The assailants threatened the Christians and beat them repeatedly. In order to thwart the burial of the deceased, a 19-year-old identified only as Soni, the extremists filled the open grave with dirt. Loved ones later buried the corpse elsewhere after police told them they were unable to provide security for burial in the village. Police registered a report against the attackers, but no arrests were made.

In Beltokri, Gariyaband, about 20 Hindu extremists disrupted the Sunday worship service of an independent house church led by Pastor Ankush Bariyekar. The Evangelical Fellowship of India reported that the extremists suddenly barged in and verbally abused, threatened and beat the Christians meeting in the house of Santosh Sahu. Pastor Bariyekar and another Christian, Ram Sahu, were injured, according to the EFI. The Christians opted to file no complaint.

In Himachal Pradesh, police ordered a pastor to vacate his home and confiscated his ministry identity card after Hindu extremists from the group Rashtriya Swayamsevak Sangh stormed into a prayer meeting he was leading and beat another Christian.
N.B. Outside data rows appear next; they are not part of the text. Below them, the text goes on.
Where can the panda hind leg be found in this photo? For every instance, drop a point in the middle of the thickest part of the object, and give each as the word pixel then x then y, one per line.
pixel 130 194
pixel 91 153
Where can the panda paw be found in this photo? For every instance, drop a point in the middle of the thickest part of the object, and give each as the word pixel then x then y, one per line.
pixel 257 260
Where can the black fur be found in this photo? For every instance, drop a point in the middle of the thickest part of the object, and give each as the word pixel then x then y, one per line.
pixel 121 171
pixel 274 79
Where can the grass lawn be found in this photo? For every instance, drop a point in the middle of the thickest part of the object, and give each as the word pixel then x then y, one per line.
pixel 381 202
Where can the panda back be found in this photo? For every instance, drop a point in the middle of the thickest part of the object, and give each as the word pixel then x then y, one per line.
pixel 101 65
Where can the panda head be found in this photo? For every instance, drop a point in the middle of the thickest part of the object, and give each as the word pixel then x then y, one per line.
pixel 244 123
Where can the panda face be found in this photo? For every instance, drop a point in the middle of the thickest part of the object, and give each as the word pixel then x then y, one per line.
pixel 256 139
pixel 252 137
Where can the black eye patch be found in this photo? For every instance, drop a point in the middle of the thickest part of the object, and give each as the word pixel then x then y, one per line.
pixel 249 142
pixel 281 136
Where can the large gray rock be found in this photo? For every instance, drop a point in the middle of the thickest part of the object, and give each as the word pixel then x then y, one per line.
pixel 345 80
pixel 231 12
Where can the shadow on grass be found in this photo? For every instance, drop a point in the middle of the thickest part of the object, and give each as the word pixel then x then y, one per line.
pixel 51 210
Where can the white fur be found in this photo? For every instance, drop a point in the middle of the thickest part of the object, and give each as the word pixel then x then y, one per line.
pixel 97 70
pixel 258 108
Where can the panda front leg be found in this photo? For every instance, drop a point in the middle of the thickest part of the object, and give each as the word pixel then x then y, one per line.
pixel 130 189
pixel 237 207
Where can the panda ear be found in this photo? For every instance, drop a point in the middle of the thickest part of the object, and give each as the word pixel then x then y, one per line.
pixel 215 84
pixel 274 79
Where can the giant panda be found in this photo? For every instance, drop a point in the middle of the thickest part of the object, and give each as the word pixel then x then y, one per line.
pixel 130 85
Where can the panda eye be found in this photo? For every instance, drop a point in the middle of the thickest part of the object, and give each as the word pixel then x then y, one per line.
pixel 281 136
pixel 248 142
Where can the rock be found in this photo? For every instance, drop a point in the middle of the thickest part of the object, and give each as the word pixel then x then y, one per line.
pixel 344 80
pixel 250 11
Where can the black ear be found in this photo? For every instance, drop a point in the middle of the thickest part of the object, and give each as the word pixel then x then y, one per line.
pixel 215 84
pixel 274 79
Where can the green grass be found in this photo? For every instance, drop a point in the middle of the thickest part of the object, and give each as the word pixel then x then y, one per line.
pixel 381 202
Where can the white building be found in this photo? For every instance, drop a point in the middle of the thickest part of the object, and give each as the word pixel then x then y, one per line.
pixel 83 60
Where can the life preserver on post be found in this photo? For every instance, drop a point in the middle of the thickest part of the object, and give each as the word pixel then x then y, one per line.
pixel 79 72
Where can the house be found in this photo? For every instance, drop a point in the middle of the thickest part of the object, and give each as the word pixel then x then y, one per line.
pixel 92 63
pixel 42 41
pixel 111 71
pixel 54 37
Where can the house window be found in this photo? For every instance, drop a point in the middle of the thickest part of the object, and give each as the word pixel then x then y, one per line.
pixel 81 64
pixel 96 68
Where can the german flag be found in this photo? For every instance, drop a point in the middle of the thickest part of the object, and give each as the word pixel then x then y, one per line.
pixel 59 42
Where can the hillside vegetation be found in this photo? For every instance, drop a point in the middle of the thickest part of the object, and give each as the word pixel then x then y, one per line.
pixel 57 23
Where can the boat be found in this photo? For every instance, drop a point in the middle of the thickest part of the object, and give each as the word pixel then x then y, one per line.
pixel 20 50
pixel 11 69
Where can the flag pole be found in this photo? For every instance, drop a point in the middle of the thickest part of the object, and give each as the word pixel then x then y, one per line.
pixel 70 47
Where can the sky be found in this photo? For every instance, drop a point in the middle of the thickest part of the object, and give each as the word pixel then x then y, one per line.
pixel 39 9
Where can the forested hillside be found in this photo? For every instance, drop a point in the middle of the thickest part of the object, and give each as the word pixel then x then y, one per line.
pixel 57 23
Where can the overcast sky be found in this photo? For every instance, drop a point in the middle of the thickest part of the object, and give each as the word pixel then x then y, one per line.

The All India Christian Council reported that about 40 extremists stopped the prayer meeting led by Pastor Jai Masih Topno. When police arrived, they did not arrest the extremists, but took Topno and three other Christians, two women and a man, into police custody.

An Indian Christian on Ash Wednesday

Police did not file charges against the preacher, but ordered him to vacate his home within two days and leave the area, according to the AICC. Police told Topno he could recover his identity card after he vacated his residence.

Hindu extremists burned a church building in Shelanagar, Vizag. The All India Christian Council reported that the Seyonu Prarthana Mandhiram Church building in Shelanagar was burned after local leaders pressured Christians to vacate the land. Some local leaders, claiming the church land belonged to them, had been pressuring the church to give up the property. Narendra Babu, the leader of the local Christians, had started fencing the land around the church building to forcibly stake his claim, according to the AICC.

The pastor filed a police complaint and two weeks later the church building was damaged in the fire.

The violence continues, virtually ignored by the international press.

Meanwhile India’s Christians ask “what would Gandhi do?”